The psychological barriers that afflict the rulers and the ruled in a country under occupation are particularly severe in Iraq. They have somehow sucked the initiative from its rulers and have destroyed the pride the people had in their country. People are demoralised and bewildered by the man-made catastrophe that has severely degraded their lives.

It is a measure of the abject failure of successive governments following the illegal war on Iraq in 2003, that a great number of people look back with fondness and nostalgia at an Iraq prior to that war, run by a brutal dictator and suffering under a U.S.-British sponsored blockade that caused the deaths of up to half a million Iraqi children. The incompetence and corruption of governments that have run Iraq since the invasion is breathtaking.

The democracy that supposedly exists in Iraq is no more than a grab of its resources, the spoils of war, to be shared by voracious American and western corporations, arms manufacturers, private security firms and the corrupt elite of the sects and ethnicities that make up the mosaic of Iraqi society.

Politics are conducted on the basis of quotas; people vote in elections not on the basis of competing policies or ideas but on the basis of ethnicity, or a religious sect. The illegal war has melted the glue of humanity that has welded Iraqi society together for centuries.
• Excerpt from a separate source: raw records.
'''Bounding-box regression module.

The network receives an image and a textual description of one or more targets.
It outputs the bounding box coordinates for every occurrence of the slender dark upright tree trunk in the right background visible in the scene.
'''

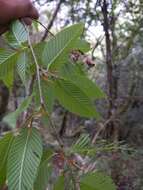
[101,0,119,140]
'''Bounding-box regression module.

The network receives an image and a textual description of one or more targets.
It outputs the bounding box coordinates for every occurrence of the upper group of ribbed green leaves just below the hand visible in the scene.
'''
[0,23,105,121]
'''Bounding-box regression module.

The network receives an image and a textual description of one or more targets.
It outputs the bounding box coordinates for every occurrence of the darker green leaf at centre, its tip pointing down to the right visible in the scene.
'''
[54,79,99,118]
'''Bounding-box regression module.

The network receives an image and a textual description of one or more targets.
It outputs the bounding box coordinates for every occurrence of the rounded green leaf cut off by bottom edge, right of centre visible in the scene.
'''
[80,172,116,190]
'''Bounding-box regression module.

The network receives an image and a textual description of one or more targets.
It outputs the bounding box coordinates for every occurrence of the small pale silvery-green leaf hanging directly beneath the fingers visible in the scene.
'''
[11,20,28,46]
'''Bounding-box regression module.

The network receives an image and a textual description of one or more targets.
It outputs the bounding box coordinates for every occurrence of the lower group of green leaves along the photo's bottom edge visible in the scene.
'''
[0,131,116,190]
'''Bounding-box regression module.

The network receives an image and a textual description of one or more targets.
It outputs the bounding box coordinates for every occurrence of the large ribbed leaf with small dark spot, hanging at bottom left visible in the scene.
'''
[7,128,42,190]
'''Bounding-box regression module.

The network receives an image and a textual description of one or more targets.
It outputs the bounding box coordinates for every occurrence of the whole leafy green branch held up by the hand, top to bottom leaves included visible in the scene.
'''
[0,21,115,190]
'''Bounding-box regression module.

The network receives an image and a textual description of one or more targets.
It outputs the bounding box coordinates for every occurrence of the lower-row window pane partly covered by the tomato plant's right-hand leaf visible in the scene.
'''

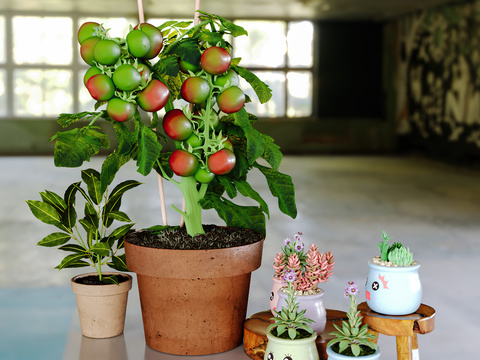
[240,71,285,117]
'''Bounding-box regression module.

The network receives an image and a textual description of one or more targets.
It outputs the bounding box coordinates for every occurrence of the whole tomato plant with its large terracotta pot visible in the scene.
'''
[47,12,297,355]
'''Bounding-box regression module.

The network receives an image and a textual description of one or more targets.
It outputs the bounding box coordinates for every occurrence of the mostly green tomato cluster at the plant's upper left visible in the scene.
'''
[78,22,170,122]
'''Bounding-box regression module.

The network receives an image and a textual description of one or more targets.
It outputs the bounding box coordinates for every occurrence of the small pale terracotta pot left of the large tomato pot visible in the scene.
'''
[71,273,132,339]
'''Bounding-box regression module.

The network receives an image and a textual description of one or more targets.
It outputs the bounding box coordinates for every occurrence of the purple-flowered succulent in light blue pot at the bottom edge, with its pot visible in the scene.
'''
[327,281,380,360]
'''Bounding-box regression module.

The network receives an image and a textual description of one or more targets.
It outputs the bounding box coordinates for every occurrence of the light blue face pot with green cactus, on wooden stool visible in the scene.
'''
[365,231,422,315]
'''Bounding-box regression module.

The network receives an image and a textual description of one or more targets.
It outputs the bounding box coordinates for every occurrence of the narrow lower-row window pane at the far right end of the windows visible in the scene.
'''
[287,71,312,117]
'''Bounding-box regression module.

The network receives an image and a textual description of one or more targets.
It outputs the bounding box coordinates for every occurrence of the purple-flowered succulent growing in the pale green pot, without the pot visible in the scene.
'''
[267,270,313,340]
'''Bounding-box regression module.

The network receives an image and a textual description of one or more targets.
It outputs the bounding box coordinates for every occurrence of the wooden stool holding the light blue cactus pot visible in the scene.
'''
[358,302,435,360]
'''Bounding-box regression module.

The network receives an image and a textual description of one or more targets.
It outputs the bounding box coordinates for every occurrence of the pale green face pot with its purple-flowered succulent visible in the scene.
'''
[264,270,319,360]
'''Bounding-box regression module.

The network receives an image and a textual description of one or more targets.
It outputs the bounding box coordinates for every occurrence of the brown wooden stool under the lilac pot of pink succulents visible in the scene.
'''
[243,309,348,360]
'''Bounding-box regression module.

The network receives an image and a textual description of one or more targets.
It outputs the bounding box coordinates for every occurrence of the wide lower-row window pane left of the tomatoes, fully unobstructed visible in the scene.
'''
[13,69,73,116]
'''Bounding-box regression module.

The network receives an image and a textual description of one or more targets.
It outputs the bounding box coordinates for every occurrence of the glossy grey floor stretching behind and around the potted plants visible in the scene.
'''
[0,157,480,360]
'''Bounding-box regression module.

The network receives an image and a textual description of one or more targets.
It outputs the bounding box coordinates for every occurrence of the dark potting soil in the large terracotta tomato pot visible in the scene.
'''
[125,225,262,250]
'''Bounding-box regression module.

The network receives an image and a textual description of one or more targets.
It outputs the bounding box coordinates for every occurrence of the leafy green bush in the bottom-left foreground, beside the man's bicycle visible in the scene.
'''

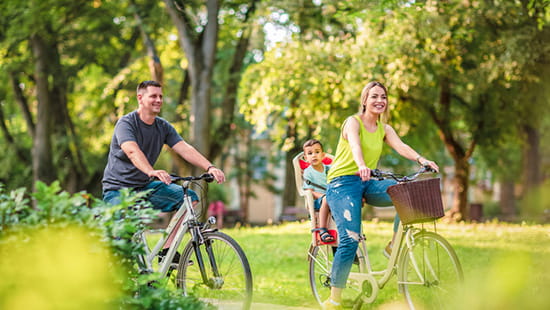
[0,182,210,309]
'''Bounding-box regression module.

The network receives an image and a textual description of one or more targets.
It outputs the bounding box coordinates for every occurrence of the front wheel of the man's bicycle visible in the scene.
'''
[176,231,252,309]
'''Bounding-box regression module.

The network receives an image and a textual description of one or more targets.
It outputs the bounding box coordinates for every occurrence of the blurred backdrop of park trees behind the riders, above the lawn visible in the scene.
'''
[0,0,550,308]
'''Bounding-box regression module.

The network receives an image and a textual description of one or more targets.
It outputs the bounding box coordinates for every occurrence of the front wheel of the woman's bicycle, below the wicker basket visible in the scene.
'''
[398,231,464,309]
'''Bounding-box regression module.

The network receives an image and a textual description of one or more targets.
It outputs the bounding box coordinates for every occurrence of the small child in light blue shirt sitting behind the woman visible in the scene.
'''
[303,139,335,243]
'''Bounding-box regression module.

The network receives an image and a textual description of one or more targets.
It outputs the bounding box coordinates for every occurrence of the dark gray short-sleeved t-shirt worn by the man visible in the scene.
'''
[102,111,183,192]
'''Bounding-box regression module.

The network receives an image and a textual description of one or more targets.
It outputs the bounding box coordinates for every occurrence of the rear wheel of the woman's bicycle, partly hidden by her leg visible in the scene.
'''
[308,244,366,307]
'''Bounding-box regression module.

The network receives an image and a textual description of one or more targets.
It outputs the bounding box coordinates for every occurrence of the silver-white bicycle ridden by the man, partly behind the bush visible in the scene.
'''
[135,174,252,309]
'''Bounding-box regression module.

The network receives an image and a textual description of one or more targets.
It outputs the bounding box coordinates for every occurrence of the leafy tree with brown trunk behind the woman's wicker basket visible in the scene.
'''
[372,1,547,218]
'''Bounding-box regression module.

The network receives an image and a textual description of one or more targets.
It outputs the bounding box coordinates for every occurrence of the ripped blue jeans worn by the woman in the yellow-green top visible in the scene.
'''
[326,175,399,288]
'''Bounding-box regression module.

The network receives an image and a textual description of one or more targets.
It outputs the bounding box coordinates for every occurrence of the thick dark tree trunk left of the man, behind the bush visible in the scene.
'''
[30,31,86,192]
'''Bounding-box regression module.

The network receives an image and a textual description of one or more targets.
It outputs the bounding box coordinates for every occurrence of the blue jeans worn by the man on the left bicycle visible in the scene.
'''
[103,181,199,212]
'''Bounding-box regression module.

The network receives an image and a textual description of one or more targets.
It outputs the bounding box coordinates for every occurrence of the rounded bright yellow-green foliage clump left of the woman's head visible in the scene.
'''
[240,41,358,152]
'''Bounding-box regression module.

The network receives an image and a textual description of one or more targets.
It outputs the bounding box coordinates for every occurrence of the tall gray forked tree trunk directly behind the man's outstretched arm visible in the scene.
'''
[164,0,259,170]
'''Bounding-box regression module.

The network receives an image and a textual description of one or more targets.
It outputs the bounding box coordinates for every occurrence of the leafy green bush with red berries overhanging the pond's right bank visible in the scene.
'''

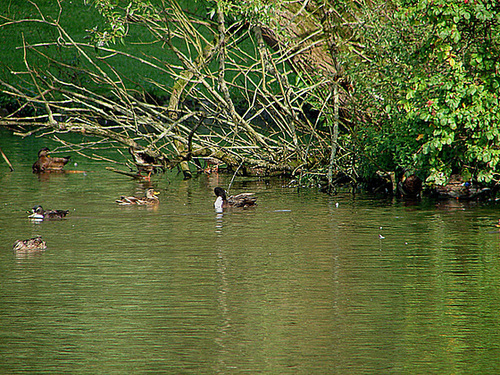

Iraqi rulers work in the green zone protected by American soldiers and foreign security contractors living the good life, and have no concerns with the minutiae of the blighted lives of Iraqi citizens. They do not give a jot about the daily struggles of ordinary Iraqis regarding security, clean water, medical care, electricity and the other necessities of life. Why should they care when they are totally insulated from the hardships suffered by ordinary citizens, ensconced as they are, on a different planet, in the green zone.

In whose interests is the continuation of the occupation for which American soldiers are being killed or injured on an almost daily basis? The New York Times reports that June 2011 has been the worst month for American casualties (15), since June 2008. In whose interests are American tax dollars being spent? It is certainly not in the interests of ordinary Americans or Iraqis who have shown in poll after poll that they want the occupation to end. If you don't trust the polls, hold a referendum.

Why is the American government putting pressure on their puppets in Iraq to allow them to stay beyond the final agreed date of December 31, 2011? What could they possibly achieve that they have not been able to achieve in eight years of occupation? Extending the stay against the wishes of the Iraqi people risks invigorating sectarian militias, such as the Mehdi Army, that may well reignite the civil war, which at its height was causing Iraqi civilian deaths of the order of 3,000 a month.

The continued occupation that's caused death, injury and misery to millions can't be part of the solution; it is the problem. The fires of sectarianism and terrorism lit by war will only be quelled when the occupation ends. Please end it on December 31, 2011, no ifs, no buts.